Net ten oosten van het plangebied, ter hoogte van de Verlengde Reekstraat, lopen ook 4 (hogedruk) aardgastransportleidingen. In onderstaand overzicht zijn de karakteristieken van deze leidingen weergegeven:
Leidingtype | druk | diameter | Inventarisatieafstand | Pr 10-6/jr |
A-524 | 66,2 bar | 48” | 540 m | Nihil |
A-533 | 66,2 bar | 48” | 540 m | Nihil |
N-576-01 | 40 bar | 6" | 70 m | Nihil |
A-663 | 80 bar | 48" | 580 m | Nihil |
Relevante leidinggegevens ondergrondse aardgastransportleidingen buiten het plangebied
De 10-6 plaatsgebonden risicocontour bedraagt 0 m en ligt daarmee op het hart van beide leidingen. Aangezien in het kader van dit bestemmingsplan vrijwel alleen de bestaande situatie (slechts geringe uitbreidingsmogelijkheden) wordt vastgelegd en in de situatie bij de leidingen niets wijzigt, kan ook gesteld worden dat het groepsrisico niet toeneemt. Hiermee zijn deze leidingen niet van invloed op onderhavig bestemmingsplan.
5.4.5 Conclusie
Vorenstaande houdt in dat het aspect externe veiligheid geen belemmering vormt voor de vaststelling van onderhavig bestemmingsplan.
5.5 Milieuzonering
5.5.1 Algemeen
Om te voorkomen dat bedrijven milieubelastend zijn ten opzichte van gevoelige functies en daarmee de leefbaarheid en woonkwaliteit verslechteren, wordt gebruik gemaakt van een milieuzonering. Door het hanteren van afstandsmaten wordt de overlast ten gevolge van de bedrijfsactiviteiten zo laag mogelijk gehouden. De afstandsmaten volgen onder andere uit de publicatie 'Bedrijven en milieuzonering' van de VNG (editie 2009). Hierbij wordt onderscheid gemaakt in type bedrijvigheid en soort overlast (geluid, stank). De hierin weergegeven maten zijn richtinggevend. Een afwijking is in beginsel mogelijk met dien verstande dat de afwijking dient te worden gemotiveerd. Indien gevoelige objecten binnen de contouren gelegen zijn, betekent dit dat overlast kan ontstaan vanuit de bestaande bedrijvigheid op die gevoelige functie of dat het betreffende bedrijf kan worden beperkt in de bedrijfsvoering door die gevoelige functie. Daarbij kan onderscheid worden gemaakt tussen een rustige woonomgeving en een gemengd gebied.

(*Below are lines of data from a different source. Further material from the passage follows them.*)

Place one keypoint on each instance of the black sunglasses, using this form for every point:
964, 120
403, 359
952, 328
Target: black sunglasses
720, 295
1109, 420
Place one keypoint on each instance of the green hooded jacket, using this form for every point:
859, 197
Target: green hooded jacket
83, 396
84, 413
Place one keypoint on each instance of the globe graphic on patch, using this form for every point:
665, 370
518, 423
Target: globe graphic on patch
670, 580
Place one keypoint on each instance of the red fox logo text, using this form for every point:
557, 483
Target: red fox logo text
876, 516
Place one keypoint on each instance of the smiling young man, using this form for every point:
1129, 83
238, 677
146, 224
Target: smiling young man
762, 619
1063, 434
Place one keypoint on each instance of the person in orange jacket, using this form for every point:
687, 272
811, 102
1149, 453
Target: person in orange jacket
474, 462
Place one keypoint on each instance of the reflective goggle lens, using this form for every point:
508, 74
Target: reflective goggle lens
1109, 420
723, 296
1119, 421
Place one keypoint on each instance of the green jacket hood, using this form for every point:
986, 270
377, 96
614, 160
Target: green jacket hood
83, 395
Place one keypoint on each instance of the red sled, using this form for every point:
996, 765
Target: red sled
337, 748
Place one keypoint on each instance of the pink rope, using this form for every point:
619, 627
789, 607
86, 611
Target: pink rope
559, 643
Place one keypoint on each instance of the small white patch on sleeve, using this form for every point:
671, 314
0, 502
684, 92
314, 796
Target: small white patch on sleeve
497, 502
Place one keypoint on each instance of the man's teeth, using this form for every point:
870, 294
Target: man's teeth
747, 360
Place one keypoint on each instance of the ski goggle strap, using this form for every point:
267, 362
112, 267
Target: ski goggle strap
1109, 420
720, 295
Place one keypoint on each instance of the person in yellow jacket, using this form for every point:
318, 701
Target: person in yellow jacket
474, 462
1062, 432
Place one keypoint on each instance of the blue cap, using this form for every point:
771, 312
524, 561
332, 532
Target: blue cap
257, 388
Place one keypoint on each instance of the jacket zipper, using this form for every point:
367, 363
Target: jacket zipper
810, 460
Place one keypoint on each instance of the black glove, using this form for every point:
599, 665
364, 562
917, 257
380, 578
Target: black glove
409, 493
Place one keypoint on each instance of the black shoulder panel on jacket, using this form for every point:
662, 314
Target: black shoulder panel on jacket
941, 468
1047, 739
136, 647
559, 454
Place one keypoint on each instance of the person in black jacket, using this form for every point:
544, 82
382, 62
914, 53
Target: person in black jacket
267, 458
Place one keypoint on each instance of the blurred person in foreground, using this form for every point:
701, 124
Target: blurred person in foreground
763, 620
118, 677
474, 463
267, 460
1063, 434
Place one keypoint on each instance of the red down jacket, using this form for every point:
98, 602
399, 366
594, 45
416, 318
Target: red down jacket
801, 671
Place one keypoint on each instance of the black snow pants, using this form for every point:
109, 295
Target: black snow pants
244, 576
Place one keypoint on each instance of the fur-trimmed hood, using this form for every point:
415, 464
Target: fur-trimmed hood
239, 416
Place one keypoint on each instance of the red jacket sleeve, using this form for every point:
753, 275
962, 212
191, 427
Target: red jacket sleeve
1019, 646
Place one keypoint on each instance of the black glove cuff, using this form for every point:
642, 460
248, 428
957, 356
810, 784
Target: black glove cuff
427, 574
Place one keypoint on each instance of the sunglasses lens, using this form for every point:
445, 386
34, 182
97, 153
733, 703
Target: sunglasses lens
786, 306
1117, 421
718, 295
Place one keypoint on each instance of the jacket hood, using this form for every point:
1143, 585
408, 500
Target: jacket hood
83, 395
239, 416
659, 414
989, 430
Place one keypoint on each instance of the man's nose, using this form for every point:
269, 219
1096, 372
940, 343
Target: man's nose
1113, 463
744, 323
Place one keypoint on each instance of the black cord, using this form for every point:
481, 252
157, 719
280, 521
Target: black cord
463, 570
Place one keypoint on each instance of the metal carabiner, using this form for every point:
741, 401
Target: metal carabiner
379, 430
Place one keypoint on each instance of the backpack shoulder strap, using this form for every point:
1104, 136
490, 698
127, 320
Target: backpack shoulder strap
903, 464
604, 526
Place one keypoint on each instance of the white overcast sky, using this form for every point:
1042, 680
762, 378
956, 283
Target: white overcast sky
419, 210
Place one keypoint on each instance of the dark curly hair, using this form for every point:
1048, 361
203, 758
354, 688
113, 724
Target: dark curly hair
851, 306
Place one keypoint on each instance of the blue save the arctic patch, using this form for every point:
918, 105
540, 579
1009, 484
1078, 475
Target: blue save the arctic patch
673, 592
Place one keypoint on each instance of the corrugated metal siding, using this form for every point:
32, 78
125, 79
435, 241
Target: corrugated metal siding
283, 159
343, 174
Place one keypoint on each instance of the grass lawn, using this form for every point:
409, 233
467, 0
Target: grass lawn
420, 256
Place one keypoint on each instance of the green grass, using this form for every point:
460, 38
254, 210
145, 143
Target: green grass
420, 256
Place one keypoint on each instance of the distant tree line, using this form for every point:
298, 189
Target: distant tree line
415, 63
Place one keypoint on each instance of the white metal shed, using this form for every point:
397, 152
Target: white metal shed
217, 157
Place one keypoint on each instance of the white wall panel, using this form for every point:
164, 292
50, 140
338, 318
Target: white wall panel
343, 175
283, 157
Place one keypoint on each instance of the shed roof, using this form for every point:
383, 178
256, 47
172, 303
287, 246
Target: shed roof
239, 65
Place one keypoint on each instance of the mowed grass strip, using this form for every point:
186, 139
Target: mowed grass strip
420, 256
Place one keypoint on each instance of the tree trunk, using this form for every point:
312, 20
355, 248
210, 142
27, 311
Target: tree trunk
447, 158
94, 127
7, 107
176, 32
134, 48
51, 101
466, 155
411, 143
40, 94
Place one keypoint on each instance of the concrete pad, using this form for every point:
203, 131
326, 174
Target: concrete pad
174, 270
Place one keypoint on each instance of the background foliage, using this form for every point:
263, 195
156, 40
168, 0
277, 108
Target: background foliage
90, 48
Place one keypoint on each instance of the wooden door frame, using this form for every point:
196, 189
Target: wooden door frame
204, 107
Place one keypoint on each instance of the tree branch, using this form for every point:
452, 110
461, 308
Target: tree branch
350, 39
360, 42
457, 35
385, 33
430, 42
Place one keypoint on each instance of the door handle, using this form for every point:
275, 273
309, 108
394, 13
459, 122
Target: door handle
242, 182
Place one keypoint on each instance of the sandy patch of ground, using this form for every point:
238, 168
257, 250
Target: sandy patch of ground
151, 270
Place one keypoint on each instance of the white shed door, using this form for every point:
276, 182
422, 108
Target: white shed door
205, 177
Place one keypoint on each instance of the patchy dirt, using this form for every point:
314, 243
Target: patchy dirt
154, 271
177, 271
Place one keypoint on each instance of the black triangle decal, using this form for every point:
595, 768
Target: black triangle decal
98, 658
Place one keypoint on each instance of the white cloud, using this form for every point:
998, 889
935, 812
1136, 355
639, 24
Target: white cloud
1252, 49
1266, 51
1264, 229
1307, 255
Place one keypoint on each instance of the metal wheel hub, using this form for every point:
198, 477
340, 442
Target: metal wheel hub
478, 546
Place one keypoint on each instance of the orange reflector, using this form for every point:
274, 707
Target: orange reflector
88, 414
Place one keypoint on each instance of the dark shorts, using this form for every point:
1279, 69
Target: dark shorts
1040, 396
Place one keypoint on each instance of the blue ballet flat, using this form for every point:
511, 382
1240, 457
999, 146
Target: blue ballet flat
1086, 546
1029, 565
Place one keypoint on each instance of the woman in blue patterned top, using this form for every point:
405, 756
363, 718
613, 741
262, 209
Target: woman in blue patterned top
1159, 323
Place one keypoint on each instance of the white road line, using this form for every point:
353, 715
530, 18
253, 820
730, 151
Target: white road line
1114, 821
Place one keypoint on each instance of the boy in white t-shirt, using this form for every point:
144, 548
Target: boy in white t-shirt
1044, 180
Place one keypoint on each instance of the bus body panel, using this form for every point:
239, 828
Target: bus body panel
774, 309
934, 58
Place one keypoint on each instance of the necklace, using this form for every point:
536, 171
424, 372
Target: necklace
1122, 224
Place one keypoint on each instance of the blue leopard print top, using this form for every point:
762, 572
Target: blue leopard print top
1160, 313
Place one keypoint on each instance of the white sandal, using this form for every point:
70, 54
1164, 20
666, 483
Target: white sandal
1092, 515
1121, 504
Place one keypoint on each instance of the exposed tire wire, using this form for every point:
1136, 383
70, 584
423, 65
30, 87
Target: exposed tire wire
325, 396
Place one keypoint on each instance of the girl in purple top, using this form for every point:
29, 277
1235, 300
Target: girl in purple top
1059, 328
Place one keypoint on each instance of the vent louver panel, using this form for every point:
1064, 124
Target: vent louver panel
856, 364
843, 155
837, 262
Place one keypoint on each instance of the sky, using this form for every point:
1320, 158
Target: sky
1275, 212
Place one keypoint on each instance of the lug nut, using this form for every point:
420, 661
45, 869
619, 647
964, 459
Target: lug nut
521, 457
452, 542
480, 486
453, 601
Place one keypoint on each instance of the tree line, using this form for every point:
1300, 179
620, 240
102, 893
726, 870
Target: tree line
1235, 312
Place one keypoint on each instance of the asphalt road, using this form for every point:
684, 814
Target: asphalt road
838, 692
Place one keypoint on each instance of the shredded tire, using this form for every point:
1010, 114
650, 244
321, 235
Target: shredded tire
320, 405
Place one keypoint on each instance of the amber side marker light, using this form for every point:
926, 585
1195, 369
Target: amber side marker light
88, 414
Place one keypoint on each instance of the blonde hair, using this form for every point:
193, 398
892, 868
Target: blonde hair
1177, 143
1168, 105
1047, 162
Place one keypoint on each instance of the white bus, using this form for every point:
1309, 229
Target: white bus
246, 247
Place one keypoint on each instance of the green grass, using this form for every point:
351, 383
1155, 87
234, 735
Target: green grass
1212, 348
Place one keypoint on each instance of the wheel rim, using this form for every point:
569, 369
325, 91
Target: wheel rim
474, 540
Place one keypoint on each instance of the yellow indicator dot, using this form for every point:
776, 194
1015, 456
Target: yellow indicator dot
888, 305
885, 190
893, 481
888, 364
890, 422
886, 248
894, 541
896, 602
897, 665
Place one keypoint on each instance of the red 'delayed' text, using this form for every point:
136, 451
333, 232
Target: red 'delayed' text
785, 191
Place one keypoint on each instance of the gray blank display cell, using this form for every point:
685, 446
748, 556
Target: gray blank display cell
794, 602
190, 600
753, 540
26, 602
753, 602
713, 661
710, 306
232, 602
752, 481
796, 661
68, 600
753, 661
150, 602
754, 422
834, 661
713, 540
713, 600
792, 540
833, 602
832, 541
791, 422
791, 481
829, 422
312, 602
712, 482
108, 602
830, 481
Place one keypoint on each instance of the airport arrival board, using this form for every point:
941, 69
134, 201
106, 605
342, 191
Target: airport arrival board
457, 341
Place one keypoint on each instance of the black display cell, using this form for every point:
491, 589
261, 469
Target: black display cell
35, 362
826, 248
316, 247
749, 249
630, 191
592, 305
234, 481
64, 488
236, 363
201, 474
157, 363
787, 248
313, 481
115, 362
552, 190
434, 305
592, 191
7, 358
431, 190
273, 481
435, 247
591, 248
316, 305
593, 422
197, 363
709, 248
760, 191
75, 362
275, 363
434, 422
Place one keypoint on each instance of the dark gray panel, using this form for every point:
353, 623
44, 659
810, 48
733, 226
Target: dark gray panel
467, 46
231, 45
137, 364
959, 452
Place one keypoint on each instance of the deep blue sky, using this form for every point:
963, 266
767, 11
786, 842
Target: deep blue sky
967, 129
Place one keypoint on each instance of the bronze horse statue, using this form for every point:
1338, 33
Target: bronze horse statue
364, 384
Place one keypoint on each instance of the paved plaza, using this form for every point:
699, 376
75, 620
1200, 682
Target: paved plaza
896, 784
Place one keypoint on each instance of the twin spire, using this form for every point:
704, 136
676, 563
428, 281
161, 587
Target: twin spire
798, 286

Alle bedrijven in milieucategorie 1 en 2 zijn naar aard en omvang per definitie passend binnen een woonomgeving. Bedrijven uit milieucategorie 3.1 en hoger worden altijd specifiek bestemd.
In onderstaande lijst worden alle bedrijven/ voorzieningen uit milieucategorie 3.1 of hoger specifiek benoemd:
Functie | Adres | SBI-code | Milieucategorie |
Sporthal met partycentrum | Leigraaf 2 | 931.A | 3.1 |
Koelhuis | Van Heemstraweg 83 - 85 | 52102, 52109 | 3.1 |
Gemeentewerf | Van Heemstraweg 95 | 381.B | 3.1 |
Aannemersbedrijf | Van Heemstraweg 87A | 41, 42, 43 | 3.1 |
Binnen de bebouwde kom kan gesteld worden dat over het algemeen de aanwezige bestaande woningen maatgevend zijn voor de mogelijkheden van bedrijven vanuit milieuoogpunt. De aanwezige bedrijven vormen geen belemmering voor onderhavig bestemmingsplan.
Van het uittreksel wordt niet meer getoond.